The point of the article is that interoperability matters and the standards are the basis for how that happens. While FC can be ‘interoperable’ it doesn’t typically work well that way. Vendor support, feature, functionality etc. become problems. Allowing that to carry into FCoE is a mistake, and taking the ‘It doesn’t matter my storage vendor will tell me what to do’ attitude is ludicrous. I understand we’re not putting everything in FCoE, and that FCoE can ride side by side happily with typical Ethernet data, but what we don’t want to end up with is data center networking choices dictated by our storage vendors, and I see standards as a means to prevent that.
Good response Joe – the silos need to be broken so that storage and network can work together to make sure to have a good environment for all. For virtual environments, it’s the personnel as much as technology that determines if NFS, iSCSI, FC or FCoE make sense.
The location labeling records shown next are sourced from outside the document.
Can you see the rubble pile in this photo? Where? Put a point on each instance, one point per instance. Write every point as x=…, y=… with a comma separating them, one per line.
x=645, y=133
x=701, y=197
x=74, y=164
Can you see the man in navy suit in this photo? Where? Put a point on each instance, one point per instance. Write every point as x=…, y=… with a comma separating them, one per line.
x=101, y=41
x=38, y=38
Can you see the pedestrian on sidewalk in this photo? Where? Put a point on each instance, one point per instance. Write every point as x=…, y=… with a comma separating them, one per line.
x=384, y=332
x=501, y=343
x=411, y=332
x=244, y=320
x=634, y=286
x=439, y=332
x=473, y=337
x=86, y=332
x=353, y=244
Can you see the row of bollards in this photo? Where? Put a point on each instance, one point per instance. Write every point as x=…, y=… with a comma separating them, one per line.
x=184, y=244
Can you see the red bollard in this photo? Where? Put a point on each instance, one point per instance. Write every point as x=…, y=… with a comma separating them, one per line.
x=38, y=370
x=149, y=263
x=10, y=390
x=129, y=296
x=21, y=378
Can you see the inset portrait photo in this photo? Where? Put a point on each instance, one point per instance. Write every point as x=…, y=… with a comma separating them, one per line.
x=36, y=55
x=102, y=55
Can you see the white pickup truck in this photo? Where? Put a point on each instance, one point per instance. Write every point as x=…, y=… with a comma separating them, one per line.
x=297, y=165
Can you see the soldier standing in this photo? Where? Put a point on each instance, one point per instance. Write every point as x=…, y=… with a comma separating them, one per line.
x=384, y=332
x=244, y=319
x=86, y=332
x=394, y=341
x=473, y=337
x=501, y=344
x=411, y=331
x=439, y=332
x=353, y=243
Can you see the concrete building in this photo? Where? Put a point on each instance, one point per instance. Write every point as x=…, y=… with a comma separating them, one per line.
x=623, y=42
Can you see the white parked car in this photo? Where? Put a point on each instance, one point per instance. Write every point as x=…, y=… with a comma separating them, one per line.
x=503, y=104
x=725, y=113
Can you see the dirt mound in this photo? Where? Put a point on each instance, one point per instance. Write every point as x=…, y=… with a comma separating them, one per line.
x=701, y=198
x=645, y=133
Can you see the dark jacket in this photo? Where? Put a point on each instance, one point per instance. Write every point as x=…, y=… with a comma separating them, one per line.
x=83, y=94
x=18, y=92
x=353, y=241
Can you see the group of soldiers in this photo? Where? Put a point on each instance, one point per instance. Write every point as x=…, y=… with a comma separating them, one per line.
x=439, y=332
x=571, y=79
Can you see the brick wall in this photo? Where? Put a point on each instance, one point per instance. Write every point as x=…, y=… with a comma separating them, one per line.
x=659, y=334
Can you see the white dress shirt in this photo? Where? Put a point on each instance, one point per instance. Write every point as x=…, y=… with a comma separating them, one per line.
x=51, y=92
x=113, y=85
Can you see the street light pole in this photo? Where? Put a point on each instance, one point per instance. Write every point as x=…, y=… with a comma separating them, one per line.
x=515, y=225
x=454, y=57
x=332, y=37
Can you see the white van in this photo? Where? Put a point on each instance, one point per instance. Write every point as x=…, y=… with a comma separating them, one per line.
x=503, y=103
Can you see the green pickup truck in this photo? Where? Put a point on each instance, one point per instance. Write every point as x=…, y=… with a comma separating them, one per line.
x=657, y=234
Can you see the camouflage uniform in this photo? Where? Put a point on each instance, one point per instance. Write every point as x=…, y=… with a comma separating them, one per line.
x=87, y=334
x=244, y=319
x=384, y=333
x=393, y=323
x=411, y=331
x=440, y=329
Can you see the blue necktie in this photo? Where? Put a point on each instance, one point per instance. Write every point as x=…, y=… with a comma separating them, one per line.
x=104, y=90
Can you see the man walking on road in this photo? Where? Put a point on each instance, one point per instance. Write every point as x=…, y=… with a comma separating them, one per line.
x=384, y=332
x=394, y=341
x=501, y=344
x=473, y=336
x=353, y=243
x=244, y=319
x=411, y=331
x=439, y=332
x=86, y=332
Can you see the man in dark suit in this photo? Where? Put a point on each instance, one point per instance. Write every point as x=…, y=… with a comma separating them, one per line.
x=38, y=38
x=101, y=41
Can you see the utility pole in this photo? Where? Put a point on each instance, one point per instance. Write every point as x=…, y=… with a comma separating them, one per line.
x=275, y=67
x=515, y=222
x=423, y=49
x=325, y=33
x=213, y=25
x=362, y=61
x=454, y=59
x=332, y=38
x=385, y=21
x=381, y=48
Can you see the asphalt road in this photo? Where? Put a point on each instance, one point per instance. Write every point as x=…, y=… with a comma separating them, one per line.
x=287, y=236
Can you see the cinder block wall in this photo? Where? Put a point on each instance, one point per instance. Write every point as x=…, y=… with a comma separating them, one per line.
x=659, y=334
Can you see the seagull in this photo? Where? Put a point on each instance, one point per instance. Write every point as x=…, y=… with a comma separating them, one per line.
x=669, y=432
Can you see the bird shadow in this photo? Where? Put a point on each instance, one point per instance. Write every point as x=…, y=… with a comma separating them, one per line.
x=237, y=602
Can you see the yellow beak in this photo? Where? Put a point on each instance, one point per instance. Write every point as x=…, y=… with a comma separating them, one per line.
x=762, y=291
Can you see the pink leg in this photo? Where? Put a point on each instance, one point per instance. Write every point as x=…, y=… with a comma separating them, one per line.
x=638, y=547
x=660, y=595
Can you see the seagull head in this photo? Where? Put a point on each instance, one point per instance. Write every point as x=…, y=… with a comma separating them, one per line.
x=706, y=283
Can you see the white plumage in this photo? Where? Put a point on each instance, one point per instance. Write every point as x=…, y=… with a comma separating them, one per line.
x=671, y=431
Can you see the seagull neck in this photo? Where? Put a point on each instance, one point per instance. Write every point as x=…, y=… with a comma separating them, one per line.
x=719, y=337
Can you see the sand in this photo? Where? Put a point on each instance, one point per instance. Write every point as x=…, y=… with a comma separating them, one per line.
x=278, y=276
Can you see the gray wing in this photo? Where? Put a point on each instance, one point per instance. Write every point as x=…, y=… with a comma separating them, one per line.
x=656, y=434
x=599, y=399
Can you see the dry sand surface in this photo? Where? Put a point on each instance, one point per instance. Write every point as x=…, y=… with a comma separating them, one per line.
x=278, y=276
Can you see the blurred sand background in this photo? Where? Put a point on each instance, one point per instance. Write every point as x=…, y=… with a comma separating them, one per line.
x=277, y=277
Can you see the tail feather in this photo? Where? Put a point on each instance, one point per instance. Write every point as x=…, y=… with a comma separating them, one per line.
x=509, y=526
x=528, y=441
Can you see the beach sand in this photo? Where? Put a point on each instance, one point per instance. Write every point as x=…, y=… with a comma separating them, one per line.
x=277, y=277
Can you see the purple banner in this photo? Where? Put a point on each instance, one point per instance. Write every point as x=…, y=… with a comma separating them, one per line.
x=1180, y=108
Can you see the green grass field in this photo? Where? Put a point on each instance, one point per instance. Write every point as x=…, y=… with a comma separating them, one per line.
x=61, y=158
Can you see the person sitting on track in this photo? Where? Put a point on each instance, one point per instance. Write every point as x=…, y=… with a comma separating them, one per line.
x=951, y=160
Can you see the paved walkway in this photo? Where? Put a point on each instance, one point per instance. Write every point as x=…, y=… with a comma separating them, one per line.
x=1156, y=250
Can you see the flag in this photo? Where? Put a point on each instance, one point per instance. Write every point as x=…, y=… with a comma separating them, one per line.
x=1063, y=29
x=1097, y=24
I agree that FCoE is an extension of Ethernet that is aiming to deliver the same functionality/guarantees that are supplied by FC. FCoE should coexist with all the other Ethernet traffic types (LAN, iSCSI, NFS etc.).
However it is very clear that all vendors have their own set of implementation details/restrictions that clearly makes them NOT interoperable – just look at the debate of multihop FCoE and TRILL between Brocade and Cisco and you will see how opinions and implementations differ.
The idea that vendors are not holding the key to what you deploy is a nice target, but somehow I doubt we are on our way there.
I agree that it’s a lot to ask for true interoperability but it will be a requirement moving forward. Additionally we need to be careful to seperate out standards and protocols not required for FCoE such as TRILL and QCN.
You had me until you said that QCN has nothing to do with FCoE. 🙂
I agree with you on TRILL not necessarily been related, but I believe that QCN will be a critical ingredient in DCB which will allow FCoE or any other lossless protocol to be implemented.
Thanks for reading and the comment. Depending on design QCN is not required for FCoE. It will add nothing to FCoE in a Cisco architecture due to FCFs at every hop. Brocade implements differently but will still gain little from QCN. QCN is great for 10GE fabrics as a whole but in no way required for FCoE. FC has no equivelant of QCN, why would FCoE? See my post on it, or Any of J. Metz stuff on the Cisco blogs.